Não havia raiva em seus olhos.
E isso o assustou mais do que qualquer grito.— Eu sei — disse ela.
Lucas engoliu em seco.
— Sabe… o quê?
Isabela deu um meio sorriso — não de ironia, mas de aceitação.
— Tudo.
O silêncio caiu entre eles como um abismo.
Lucas abriu a boca para falar. Para explicar. Para minimizar. Para culpar o momento, o passado, a confusão. Mas nenhuma palavra saiu. Porque, pela primeira vez, ele percebeu que Isabela não estava pedindo nada.
— Eu não vou discutir — continuou ela, calma demais para a situação. — Não vou perguntar, nem ouvir justificativas.
— Você está exagerando — ele tentou, por reflexo.
Isabela assentiu devagar.
— Talvez — disse. — Mas essa é a minha decisão.
Ela caminhou até o quarto. Pegou uma mala pequena. Colocou apenas o essencial. Roupas simples. Documentos. Nada que precisasse ser dividido.
Lucas a seguiu, atordoado.
— Você vai embora assim? — perguntou, a voz finalmente trêmula. — Sem conversar?
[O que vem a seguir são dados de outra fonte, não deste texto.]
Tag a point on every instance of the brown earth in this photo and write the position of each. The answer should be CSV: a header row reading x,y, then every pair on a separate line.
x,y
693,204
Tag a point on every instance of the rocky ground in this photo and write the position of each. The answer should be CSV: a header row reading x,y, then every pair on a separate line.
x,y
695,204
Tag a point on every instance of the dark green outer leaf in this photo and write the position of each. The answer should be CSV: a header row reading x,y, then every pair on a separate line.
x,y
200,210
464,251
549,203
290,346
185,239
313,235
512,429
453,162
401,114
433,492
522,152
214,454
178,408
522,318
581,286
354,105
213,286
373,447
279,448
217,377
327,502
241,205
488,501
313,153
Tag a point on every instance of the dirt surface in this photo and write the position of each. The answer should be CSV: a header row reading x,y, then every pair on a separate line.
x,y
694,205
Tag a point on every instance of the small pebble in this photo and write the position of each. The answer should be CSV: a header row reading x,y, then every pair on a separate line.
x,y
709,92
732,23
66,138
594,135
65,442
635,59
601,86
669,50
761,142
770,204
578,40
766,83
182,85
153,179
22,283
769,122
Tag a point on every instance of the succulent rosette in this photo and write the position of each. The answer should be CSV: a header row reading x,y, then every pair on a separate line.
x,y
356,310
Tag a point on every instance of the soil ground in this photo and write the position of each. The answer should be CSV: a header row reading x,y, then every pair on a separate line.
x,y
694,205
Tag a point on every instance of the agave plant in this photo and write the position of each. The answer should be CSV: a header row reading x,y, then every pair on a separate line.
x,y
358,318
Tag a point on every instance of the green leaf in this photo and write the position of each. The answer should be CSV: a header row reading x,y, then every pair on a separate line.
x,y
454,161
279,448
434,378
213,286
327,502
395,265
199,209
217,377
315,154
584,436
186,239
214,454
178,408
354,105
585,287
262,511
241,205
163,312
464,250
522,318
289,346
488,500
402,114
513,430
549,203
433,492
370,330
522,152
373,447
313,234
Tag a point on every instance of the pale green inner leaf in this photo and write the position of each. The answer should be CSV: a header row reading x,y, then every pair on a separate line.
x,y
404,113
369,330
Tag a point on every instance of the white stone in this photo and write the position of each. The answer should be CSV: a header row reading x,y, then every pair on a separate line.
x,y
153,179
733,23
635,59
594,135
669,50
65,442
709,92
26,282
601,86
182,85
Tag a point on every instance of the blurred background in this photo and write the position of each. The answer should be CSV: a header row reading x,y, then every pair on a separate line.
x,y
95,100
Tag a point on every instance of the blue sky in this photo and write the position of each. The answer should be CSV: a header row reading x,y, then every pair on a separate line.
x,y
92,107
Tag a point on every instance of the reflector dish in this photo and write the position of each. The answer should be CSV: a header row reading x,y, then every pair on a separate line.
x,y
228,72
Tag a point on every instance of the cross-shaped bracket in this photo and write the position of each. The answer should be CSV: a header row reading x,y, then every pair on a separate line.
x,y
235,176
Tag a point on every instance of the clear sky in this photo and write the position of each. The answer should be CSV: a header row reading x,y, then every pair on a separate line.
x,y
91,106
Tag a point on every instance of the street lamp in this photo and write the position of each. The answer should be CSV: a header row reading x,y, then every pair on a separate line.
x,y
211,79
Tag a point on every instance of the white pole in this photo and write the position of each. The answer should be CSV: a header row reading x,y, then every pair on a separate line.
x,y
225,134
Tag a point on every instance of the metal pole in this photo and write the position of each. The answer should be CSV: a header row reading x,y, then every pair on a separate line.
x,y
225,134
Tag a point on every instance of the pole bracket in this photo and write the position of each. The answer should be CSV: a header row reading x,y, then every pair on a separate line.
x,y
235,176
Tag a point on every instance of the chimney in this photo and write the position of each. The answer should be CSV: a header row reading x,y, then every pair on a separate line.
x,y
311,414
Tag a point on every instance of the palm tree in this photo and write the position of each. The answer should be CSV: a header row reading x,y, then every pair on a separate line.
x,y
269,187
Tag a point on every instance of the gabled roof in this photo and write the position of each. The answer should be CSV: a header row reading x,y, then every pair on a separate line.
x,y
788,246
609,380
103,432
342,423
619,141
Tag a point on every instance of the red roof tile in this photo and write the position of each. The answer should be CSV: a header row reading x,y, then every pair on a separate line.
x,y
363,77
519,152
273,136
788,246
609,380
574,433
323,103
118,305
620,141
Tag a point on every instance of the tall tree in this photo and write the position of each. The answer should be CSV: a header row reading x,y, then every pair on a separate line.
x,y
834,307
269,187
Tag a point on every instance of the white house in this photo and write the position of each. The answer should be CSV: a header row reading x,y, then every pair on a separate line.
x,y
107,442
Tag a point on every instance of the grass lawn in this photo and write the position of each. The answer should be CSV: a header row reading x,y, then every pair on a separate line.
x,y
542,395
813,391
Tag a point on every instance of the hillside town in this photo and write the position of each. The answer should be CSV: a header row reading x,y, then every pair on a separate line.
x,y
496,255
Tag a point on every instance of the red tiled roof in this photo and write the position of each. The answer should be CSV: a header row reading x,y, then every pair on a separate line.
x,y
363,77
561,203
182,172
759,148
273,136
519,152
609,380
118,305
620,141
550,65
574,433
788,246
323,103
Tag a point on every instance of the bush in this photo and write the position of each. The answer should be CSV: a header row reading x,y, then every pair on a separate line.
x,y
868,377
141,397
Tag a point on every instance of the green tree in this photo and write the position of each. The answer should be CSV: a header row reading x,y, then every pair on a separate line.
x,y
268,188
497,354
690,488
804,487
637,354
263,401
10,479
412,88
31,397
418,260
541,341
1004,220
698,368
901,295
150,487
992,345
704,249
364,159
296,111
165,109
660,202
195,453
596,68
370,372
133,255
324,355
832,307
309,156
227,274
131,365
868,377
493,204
Isabela fechou o zíper da mala.
— Eu conversei sozinha por tempo demais — respondeu.
Parou diante dele.
— Você não me perdeu hoje — completou. — Me perdeu aos poucos. Só não percebeu.
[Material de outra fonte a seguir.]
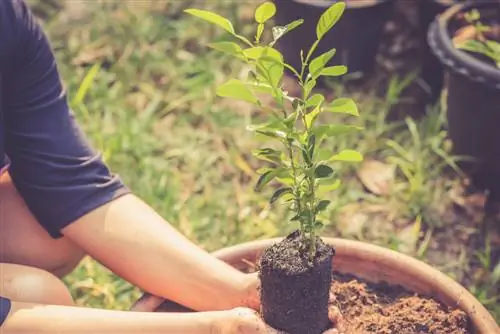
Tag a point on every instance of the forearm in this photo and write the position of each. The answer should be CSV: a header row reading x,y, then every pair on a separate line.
x,y
133,241
40,319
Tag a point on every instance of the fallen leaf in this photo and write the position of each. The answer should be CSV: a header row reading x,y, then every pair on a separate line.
x,y
377,176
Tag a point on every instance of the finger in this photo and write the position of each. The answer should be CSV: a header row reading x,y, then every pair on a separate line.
x,y
332,331
147,303
335,316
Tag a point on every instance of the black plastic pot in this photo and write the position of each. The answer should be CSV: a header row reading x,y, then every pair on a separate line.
x,y
356,36
473,96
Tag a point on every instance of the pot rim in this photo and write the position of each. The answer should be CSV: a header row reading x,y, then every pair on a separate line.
x,y
456,60
483,321
357,4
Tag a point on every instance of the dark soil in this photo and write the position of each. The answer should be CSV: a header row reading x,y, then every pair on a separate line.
x,y
386,309
380,309
294,291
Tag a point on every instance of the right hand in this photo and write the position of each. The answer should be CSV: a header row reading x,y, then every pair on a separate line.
x,y
243,320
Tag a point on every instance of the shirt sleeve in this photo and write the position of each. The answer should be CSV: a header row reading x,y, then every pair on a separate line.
x,y
58,174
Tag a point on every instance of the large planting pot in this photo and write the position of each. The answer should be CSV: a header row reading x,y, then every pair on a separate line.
x,y
376,264
473,96
356,36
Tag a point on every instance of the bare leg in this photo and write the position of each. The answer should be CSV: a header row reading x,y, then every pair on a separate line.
x,y
25,242
31,285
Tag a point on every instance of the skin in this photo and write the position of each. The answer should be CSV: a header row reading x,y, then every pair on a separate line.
x,y
41,303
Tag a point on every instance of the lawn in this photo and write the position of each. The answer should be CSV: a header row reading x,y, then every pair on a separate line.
x,y
142,83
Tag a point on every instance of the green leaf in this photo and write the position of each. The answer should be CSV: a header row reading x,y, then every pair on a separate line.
x,y
272,69
334,130
236,89
257,52
324,154
326,185
311,51
212,18
273,129
264,179
308,87
269,63
334,71
348,156
280,31
343,105
287,181
268,174
268,154
323,171
311,117
322,205
228,47
278,193
318,64
260,31
318,225
329,18
315,100
265,12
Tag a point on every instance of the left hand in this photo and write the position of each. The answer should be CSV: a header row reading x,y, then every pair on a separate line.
x,y
249,300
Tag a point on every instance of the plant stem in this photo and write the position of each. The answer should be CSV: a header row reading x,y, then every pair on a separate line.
x,y
294,173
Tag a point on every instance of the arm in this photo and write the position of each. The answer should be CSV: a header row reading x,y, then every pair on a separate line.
x,y
40,319
71,191
128,237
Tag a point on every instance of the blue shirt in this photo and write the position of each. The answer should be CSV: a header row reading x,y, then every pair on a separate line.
x,y
58,174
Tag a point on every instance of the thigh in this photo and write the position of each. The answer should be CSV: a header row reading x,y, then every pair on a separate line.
x,y
25,242
32,285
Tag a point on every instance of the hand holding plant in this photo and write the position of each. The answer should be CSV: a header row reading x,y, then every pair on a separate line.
x,y
295,273
300,166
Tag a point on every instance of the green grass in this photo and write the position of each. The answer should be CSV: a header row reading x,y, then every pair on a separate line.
x,y
142,83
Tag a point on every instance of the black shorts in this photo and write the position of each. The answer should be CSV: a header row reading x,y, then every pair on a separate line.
x,y
4,309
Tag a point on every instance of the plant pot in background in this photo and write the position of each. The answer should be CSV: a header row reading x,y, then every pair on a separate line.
x,y
432,72
356,36
473,96
374,264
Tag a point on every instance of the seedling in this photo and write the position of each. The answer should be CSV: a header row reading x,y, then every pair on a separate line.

Ela passou por ele mais uma vez.
Dessa vez, sem olhar para trás.
Quando a porta se fechou, Lucas ainda acreditava que era apenas uma briga.
Que ela voltaria. Que precisava de um tempo.Ele ainda não sabia.
Mas aquela foi a noite em que Isabela Moretti sumiu.
E o começo do dia em que Lucas Ferraz começaria a perder tudo.